Colocó la palma de su mano hacia arriba y volcó el sobre, de manera que dos pequeñas pastillas redondas de color rosado cayeron en su mano. Se las llevó a la boca y luego sorbió agua de un vaso que había preparado junto al sobre. Se quitó la ropa de la noche anterior, se metió en el baño y se dio una ducha extremadamente rápida. Llamó a un taxi, se puso un bañador de rayas azules y una camiseta de tirantes dos tallas más grandes, de manera que la tela caía lánguida. Y para cuando salió del hotel, el taxi estaba allí esperando.

Por el camino, miraba a través de los cristales de las ventanas para prestar la atención que se merecía a aquella isla. Los edificios, la geografía, la gente... examinándolo todo llegó a varias conclusiones sobre el lugar: uno, toda la gente que allí había era turista. Suposición que catalogó como cierta al ver que, dos, todos los edificios tenían función comercial. No había casas por ningún lado. Bueno, las había, pero estaban reducidas a escombros y los restos que aún se mantenían en pie estaban teñidos de color negro carbonizado. Por último, llegó a la conclusión de que todo lo que había 'vivo' allí había sido construido prescindiendo de la naturaleza. Naturaleza que, según lo que estaba viendo, formaba parte de la forma de vida de los antepasados de Mina. Aquello le apenó. Ver como no solo habían aniquilado a una raza entera, sino como habían borrado de la faz de Heria sus huellas y su historia. Habían convertido el hogar de Mina en un mero destino comercial, potenciado por la trágica historia de la gente que la habitaba.

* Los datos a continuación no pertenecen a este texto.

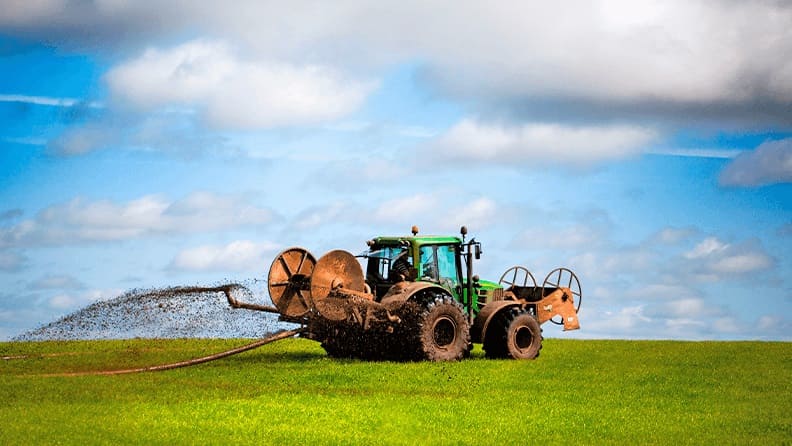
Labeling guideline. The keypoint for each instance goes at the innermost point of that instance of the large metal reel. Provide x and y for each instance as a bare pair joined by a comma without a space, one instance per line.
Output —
517,275
562,277
336,269
288,281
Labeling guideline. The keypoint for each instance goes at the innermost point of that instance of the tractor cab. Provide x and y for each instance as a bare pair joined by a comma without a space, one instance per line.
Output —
442,260
390,260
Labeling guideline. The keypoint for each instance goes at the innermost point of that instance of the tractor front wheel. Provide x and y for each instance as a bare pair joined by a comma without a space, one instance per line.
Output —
516,334
443,332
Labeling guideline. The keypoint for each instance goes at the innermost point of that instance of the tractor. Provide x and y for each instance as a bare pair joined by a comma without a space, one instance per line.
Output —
417,299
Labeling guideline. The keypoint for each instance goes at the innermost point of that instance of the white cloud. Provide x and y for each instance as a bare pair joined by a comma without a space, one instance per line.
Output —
471,140
676,58
712,259
241,255
56,282
707,247
236,93
770,163
45,100
673,236
79,220
406,208
10,261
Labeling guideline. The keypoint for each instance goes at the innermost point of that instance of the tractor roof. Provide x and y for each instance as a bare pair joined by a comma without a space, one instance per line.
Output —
418,239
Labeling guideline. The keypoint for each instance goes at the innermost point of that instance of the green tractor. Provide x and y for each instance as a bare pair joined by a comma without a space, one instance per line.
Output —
418,299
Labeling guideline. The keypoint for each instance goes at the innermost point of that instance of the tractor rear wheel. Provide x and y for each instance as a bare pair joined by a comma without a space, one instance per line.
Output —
443,332
516,334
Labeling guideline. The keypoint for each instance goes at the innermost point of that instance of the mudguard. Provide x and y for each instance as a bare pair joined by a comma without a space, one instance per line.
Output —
478,331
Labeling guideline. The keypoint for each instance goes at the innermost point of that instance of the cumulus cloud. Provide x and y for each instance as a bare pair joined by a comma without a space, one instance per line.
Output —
10,261
671,236
56,282
471,140
236,93
241,255
770,163
681,59
79,220
406,208
713,259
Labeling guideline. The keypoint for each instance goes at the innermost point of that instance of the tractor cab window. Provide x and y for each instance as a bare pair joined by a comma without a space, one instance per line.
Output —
439,264
381,260
383,267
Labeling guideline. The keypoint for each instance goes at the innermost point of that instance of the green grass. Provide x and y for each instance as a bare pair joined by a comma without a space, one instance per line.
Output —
577,392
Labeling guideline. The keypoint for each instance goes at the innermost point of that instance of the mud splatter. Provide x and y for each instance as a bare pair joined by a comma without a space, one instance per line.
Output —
176,312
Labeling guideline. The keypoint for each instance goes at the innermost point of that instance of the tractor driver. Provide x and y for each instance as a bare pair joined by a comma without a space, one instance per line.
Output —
401,269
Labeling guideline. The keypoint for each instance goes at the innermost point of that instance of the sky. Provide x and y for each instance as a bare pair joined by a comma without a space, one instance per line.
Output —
645,145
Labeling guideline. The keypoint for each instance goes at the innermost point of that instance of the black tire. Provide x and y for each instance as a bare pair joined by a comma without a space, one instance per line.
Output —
442,330
515,334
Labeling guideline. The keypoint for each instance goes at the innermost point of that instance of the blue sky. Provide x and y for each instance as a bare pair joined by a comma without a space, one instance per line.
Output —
647,147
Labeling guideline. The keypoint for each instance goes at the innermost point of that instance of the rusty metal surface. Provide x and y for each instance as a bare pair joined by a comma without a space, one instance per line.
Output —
288,282
517,276
560,302
563,278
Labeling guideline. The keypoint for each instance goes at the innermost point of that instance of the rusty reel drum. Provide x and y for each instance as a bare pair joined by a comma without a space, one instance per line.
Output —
562,277
288,282
517,276
297,281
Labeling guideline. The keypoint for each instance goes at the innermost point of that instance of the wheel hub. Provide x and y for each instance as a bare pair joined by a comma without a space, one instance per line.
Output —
444,332
523,338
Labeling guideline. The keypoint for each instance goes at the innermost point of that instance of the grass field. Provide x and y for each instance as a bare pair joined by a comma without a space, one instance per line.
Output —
577,392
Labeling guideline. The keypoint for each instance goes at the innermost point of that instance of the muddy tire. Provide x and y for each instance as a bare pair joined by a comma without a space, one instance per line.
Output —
442,332
515,334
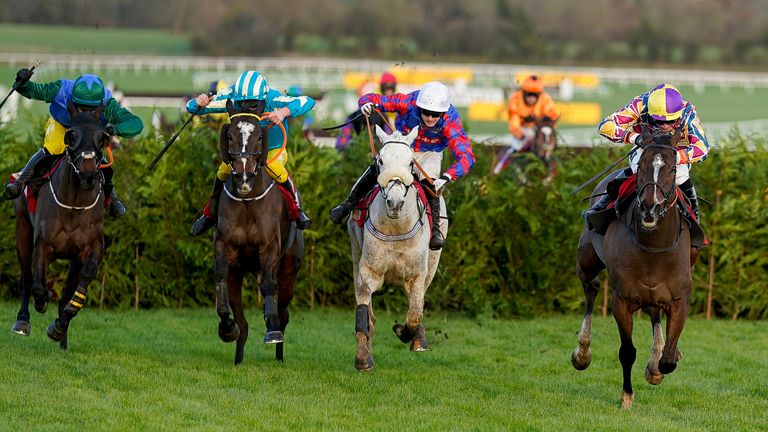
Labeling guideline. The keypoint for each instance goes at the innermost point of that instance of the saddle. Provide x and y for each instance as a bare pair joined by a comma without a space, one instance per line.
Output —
360,211
622,192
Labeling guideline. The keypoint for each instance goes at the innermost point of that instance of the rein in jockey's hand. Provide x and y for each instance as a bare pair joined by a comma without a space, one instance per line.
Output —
278,115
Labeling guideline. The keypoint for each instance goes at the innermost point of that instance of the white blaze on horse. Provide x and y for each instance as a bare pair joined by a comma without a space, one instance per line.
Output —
392,246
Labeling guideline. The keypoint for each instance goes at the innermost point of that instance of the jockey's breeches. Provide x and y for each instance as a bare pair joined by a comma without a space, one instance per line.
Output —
275,169
682,171
430,161
54,137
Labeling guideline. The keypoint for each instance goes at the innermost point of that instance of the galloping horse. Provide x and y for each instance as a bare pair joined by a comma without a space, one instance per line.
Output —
67,224
253,233
393,247
649,258
542,146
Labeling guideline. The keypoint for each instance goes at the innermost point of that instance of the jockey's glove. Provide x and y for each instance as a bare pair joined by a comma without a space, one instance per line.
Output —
442,181
22,76
109,129
367,108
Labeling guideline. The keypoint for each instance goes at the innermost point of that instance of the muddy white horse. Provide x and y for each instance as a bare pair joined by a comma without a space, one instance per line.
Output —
392,246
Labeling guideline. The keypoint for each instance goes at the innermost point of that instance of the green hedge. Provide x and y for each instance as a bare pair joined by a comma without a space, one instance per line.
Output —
510,249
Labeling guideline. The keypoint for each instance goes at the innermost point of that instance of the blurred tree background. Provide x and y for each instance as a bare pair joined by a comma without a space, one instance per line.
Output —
624,32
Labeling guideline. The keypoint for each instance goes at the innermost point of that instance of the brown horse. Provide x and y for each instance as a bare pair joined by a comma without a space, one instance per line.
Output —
67,224
253,233
647,251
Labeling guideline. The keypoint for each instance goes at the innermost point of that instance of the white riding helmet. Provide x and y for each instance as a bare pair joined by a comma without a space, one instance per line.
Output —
434,96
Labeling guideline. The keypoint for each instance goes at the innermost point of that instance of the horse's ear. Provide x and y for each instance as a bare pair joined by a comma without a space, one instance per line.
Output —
645,137
381,134
677,136
224,142
412,135
71,109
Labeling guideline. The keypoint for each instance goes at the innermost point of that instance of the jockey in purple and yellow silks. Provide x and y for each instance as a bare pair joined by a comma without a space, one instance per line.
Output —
85,93
439,128
248,92
663,110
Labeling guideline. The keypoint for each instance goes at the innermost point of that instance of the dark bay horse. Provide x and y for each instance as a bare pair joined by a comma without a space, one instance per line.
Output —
67,224
253,233
647,251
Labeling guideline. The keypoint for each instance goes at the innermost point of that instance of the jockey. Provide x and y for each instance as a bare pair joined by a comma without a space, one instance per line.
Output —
387,86
86,93
661,110
250,89
527,106
439,127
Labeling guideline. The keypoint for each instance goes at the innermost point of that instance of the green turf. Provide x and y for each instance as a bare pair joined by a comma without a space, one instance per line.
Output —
167,370
91,40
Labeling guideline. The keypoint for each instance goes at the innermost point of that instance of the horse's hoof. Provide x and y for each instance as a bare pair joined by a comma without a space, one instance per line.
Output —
41,307
364,365
653,378
230,334
273,337
21,327
579,361
55,332
419,345
627,399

El taxista se detuvo en un camino de tierra, que terminaba en un paisaje de color verde intenso y vivo, donde acababa la vida artificial. Pagó con la pulsera el precio del trayecto y bajó del taxi, para adentrarse en lo desconocido en busca del punto de encuentro.

Utilizaba para ello la ubicación que le habían mandado en su móvil, pero pronto dejó de funcionar correctamente. «Demasiada naturaleza para este cacharro», se dijo. Así que recurrió a la pulsera, cuya tecnología era mucho más potente que la del pequeño artefacto. Tras varios minutos andando sobre verde, escuchó voces y el sonido del agua salpicar, así que aceleró, apartó la gruesas y grandes hojas que le impedían el paso y allí estaban acampados, junto a una charca de gran tamaño, rodeada en parte por una escabrosa pared que se alzaba y que, desde lo alto de aquella, vio a Vito realizar un elegante salto. Abajo, en el agua, le esperaban Shiro, Sirsa, Lance y Hawk, que como de costumbre una camiseta empapada y pegada a su cuerpo le cubría el torso. Mientras que a los pies de la charca, Mina, Piers, Rinka y Tharja se encontraban medio tumbados sobre una gigantesca toalla con espacio suficiente para un grupo de personas, en la que había comida y diferentes objetos personales como los móviles, camisetas y sombreros. Al verlo, todos alzaron su brazo para saludar desde la distancia al recién llegado. Todos excepto Mina, que parecía no estar allí. Parecía abstraída en otro mundo. Un mundo pintado de color naranja del reflejo de las llamas que abrasaban su alrededor, en el que las personas que ella quería y conocía eran asesinadas por un grupo de gente que, simplemente, habían decidido que tenían que morir.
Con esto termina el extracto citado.